7317 Cabot

Discovery
- Discovered by: G. Kulin
- Discovery site: Konkoly
- Discovery date: 12 March 1940

Designations
- Named after: John Cabot (Italian explorer)
- Alternative designations: 1940 ED · 1983 JH 1987 OV_{1}
- Minor planet category: main-belt · (inner) background · Flora

Orbital characteristics
- Epoch 23 March 2018 (JD 2458200.5)
- Uncertainty parameter 0
- Observation arc: 34.79 yr (12,706 d)
- Aphelion: 2.6836 AU
- Perihelion: 1.9780 AU
- Semi-major axis: 2.3308 AU
- Eccentricity: 0.1514
- Orbital period (sidereal): 3.56 yr (1,300 d)
- Mean anomaly: 283.55°
- Mean motion: 0° 16^{m} 37.2^{s} / day
- Inclination: 3.9844°
- Longitude of ascending node: 182.64°
- Argument of perihelion: 54.312°

Physical characteristics
- Mean diameter: 3.62 km (calculated) 3.66±0.86 km 5.363±0.257 km
- Synodic rotation period: 2.237±0.0003 h
- Geometric albedo: 0.185±0.034 0.24±0.12 0.24 (assumed)
- Spectral type: S (assumed)
- Absolute magnitude (H): 13.8 13.922±0.003 (R) 14.0 14.08±1.52 14.33 14.37

= 7317 Cabot =

Main-belt asteroid

7317 Cabot, provisional designation , is a background asteroid in a resonance with Jupiter, located the inner regions of the asteroid belt, approximately 3.6 km in diameter. It was discovered on 12 March 1940, by Hungarian astronomer György Kulin at the Konkoly Observatory in Budapest. The presumed S-type asteroid has a rotation period of 2.2 hours. It was named after Italian explorer John Cabot.

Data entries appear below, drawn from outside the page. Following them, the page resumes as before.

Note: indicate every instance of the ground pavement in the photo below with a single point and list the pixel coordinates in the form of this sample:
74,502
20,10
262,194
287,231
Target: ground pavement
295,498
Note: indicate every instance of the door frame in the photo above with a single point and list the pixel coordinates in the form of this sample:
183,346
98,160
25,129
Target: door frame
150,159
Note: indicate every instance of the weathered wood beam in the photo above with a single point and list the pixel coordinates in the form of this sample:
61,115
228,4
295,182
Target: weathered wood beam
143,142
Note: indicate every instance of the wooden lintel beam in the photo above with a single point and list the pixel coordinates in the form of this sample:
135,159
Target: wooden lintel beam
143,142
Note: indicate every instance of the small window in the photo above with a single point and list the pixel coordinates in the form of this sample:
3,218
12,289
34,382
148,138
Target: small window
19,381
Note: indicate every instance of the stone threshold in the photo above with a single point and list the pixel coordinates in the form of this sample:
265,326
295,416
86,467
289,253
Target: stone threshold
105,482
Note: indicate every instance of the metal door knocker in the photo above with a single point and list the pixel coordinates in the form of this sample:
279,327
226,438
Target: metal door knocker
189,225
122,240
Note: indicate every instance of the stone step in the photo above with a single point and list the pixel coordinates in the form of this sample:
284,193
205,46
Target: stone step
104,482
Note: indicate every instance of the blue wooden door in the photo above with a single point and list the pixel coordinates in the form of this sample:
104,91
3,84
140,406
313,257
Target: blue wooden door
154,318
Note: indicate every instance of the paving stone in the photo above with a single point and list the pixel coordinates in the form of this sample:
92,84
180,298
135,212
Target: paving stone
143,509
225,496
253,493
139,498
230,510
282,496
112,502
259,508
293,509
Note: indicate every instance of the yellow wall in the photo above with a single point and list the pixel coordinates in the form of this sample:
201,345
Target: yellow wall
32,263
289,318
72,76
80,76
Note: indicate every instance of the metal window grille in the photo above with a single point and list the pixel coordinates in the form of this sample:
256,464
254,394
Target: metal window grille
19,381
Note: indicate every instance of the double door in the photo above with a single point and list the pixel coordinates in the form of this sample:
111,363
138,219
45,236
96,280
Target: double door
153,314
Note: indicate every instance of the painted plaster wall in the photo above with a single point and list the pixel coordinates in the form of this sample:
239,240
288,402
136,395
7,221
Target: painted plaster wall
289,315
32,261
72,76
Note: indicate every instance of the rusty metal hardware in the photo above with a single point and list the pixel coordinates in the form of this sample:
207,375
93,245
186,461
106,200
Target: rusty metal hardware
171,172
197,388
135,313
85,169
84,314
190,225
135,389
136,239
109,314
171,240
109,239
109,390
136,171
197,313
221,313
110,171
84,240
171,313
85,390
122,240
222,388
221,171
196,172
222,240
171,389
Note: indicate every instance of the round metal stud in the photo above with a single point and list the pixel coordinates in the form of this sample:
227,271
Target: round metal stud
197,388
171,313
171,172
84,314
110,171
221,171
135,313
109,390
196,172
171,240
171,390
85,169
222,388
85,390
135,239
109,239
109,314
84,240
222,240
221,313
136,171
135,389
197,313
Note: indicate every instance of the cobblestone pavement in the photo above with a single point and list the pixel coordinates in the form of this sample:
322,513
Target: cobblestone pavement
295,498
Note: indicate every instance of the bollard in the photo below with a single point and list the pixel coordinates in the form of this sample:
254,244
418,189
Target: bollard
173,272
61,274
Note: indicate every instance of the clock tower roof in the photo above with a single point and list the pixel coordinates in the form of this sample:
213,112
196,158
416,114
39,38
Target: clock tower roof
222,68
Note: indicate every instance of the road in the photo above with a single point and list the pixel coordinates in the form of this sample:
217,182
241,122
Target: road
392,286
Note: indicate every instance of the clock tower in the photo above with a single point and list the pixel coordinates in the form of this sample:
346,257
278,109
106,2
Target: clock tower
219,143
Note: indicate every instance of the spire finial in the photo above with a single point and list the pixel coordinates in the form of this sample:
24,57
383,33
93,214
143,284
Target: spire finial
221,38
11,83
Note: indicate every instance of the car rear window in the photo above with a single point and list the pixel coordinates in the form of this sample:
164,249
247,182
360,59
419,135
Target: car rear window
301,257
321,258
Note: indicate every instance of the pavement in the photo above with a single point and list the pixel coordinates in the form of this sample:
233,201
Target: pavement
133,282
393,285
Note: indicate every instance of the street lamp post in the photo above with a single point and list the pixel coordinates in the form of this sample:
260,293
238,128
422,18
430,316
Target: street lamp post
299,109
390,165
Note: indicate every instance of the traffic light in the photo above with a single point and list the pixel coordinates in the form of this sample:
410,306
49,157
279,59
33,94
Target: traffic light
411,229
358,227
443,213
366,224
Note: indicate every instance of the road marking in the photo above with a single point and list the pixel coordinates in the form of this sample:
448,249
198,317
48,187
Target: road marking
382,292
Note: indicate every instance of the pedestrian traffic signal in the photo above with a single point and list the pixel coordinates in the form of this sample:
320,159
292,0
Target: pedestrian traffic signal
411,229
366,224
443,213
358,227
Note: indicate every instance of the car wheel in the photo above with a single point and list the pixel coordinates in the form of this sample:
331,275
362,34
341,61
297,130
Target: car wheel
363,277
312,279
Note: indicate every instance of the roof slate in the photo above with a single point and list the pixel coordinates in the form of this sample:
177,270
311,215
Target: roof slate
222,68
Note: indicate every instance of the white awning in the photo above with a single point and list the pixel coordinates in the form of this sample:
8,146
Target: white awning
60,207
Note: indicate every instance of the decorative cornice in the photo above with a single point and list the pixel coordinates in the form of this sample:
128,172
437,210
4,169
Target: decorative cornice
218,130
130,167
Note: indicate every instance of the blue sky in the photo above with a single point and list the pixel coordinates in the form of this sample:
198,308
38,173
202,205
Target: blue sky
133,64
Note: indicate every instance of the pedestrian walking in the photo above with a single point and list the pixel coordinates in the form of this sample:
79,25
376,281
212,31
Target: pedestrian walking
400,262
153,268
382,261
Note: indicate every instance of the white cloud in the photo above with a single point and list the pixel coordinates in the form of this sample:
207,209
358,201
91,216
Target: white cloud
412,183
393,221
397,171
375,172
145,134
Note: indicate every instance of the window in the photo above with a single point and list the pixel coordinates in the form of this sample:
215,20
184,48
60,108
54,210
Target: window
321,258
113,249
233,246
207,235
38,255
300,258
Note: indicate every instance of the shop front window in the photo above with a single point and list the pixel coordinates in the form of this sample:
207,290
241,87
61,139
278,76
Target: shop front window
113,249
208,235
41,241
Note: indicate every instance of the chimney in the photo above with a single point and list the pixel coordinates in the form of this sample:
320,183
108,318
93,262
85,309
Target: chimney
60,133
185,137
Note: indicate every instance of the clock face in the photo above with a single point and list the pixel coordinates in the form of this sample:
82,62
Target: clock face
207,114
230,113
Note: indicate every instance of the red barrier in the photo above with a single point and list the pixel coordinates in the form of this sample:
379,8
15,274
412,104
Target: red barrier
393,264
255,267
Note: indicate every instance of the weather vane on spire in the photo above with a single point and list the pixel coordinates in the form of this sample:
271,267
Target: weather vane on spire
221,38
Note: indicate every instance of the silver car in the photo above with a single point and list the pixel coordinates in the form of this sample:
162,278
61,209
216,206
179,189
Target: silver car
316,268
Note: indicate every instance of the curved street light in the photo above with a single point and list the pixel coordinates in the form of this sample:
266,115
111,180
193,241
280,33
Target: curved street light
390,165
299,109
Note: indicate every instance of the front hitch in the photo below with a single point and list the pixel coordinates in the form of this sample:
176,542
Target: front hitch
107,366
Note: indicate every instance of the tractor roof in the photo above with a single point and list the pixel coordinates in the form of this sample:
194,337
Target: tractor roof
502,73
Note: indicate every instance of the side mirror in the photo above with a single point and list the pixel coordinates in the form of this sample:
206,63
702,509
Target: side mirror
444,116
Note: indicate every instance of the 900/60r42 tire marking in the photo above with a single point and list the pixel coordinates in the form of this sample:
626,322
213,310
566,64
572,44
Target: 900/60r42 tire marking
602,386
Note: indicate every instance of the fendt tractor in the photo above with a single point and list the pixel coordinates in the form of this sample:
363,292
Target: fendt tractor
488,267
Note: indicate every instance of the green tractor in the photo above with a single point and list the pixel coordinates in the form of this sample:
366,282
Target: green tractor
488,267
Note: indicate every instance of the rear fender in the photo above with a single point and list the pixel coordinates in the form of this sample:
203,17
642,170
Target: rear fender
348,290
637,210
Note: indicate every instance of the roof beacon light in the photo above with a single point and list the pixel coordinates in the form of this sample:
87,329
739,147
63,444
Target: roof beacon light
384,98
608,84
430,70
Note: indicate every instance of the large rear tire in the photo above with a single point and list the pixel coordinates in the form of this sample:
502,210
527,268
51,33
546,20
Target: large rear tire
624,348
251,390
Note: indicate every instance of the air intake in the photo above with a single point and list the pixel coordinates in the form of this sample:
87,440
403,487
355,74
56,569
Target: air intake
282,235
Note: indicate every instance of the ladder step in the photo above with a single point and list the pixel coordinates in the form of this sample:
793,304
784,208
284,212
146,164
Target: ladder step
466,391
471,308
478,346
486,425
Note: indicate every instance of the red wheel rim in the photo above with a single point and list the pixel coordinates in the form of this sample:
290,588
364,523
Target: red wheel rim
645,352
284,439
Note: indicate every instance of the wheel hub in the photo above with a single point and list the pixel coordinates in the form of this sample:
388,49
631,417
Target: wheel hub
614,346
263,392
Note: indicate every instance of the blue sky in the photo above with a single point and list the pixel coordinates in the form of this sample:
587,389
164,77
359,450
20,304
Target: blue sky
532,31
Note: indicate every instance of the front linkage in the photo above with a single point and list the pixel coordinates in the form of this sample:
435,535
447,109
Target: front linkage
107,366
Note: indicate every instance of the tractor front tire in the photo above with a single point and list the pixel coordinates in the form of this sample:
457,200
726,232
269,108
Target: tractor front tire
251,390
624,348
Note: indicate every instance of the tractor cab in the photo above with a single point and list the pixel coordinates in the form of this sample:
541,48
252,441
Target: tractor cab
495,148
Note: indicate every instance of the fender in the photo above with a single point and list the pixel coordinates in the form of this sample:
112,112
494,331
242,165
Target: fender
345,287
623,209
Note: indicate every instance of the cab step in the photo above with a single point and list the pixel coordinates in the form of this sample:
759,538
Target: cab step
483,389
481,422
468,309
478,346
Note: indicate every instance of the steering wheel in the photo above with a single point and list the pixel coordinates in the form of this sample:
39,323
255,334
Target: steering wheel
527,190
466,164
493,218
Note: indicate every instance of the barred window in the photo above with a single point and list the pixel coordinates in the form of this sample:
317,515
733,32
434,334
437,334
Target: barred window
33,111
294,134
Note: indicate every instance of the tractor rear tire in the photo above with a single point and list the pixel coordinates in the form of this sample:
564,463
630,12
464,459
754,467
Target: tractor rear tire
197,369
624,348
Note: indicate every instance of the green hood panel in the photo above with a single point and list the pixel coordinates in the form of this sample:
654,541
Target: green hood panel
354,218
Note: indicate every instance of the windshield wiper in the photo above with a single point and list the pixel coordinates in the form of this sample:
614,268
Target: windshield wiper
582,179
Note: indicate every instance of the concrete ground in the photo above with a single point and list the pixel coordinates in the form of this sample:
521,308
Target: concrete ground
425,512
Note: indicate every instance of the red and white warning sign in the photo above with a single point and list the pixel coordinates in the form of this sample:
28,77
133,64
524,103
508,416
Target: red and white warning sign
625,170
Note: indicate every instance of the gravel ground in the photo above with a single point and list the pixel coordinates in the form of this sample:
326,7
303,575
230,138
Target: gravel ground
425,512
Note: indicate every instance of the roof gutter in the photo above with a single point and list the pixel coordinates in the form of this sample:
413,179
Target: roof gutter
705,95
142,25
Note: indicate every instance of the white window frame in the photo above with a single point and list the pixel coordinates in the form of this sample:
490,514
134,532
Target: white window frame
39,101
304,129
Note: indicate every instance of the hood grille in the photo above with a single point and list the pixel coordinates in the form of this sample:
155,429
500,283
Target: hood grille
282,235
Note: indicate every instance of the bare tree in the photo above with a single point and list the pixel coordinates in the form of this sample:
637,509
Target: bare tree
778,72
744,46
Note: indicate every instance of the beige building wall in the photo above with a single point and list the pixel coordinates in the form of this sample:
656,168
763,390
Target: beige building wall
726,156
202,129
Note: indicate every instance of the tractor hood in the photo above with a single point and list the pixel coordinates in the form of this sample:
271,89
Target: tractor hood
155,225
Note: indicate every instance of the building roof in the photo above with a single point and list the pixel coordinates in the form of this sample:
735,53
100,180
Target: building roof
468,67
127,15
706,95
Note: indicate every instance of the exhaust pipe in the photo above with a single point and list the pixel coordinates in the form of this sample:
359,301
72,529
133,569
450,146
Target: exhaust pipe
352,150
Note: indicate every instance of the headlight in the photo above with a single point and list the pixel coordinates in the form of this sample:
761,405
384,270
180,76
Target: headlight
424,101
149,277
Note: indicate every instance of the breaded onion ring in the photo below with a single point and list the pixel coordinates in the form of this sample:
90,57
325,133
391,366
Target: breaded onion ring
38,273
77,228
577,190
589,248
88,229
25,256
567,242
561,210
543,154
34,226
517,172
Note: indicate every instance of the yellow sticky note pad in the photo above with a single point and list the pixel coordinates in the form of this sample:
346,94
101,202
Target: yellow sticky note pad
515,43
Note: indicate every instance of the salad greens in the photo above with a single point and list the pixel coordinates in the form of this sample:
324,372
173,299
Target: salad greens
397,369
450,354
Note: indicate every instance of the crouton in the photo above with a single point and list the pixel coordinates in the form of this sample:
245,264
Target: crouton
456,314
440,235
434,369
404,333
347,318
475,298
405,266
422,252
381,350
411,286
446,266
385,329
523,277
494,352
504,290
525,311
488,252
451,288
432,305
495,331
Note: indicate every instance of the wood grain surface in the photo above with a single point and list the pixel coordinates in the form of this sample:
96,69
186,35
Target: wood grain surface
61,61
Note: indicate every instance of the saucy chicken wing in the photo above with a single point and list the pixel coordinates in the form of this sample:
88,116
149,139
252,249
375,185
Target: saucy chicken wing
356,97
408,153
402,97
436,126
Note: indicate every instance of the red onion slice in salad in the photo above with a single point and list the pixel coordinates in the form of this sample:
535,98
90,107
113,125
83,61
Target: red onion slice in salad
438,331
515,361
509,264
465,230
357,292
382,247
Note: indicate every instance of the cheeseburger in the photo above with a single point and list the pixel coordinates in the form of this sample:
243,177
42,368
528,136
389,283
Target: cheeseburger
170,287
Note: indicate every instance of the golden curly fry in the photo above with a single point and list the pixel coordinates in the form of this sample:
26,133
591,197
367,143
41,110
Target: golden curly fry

== Orbit and classification ==

Cabot is located in a 10:3 orbital resonance with Jupiter (10/3J), a mean-motion resonance of moderate order and a location of orbital instability. Asteroids in these resonances are known for their chaotic orbits with a relatively short Lyapunov time. It is a non-family asteroid of the main belt's background population when applying the hierarchical clustering method to its proper orbital elements. Based on osculating Keplerian orbital elements, the asteroid has also been classified as a member of the Flora family (402), a giant asteroid family and the largest family of stony asteroids in the main-belt.

It orbits the Sun in the inner asteroid belt at a distance of 2.0–2.7 AU once every 3 years and 7 months (1,300 days; semi-major axis of 2.33 AU). Its orbit has an eccentricity of 0.15 and an inclination of 4° with respect to the ecliptic. The body's observation arc begins with its observation as at Klet Observatory in May 1983, or more than 43 years after to its official discovery observation at Konkoly.

== Physical characteristics ==

Cabot is assumed to be a stony S-type asteroid.

=== Rotation period ===

In January 2011, a fragmentary rotational lightcurve of Cabot was obtained from photometric observations in the R-band by astronomers at the Palomar Transient Factory in California. Lightcurve analysis gave a poorly defined rotation period of 2.237 hours with a brightness amplitude of 0.10 magnitude (U=1). As of 2018, no secure period has been published.

=== Diameter and albedo ===

According to the survey carried out by the NEOWISE mission of NASA's Wide-field Infrared Survey Explorer, Cabot measures 3.66 and 5.363 kilometers in diameter and its surface has an albedo of 0.185 and 0.24, respectively. The Collaborative Asteroid Lightcurve Link assumes an albedo of 0.24 – derived from 8 Flora, the parent body of the Flora family – and calculates a diameter of 3.62 kilometers based on an absolute magnitude of 14.37.

== Naming ==

This minor planet was named after Italian explorer John Cabot (Giovanni Caboto; c. 1450–1499), who discovered the coast of North America in 1497, the first recorded landfall since the Norse voyages. The Venetian navigator sailed from Bristol under the commission of Henry VII of England. The official naming citation was published by the Minor Planet Center on 20 June 1997 (M.P.C. 30101).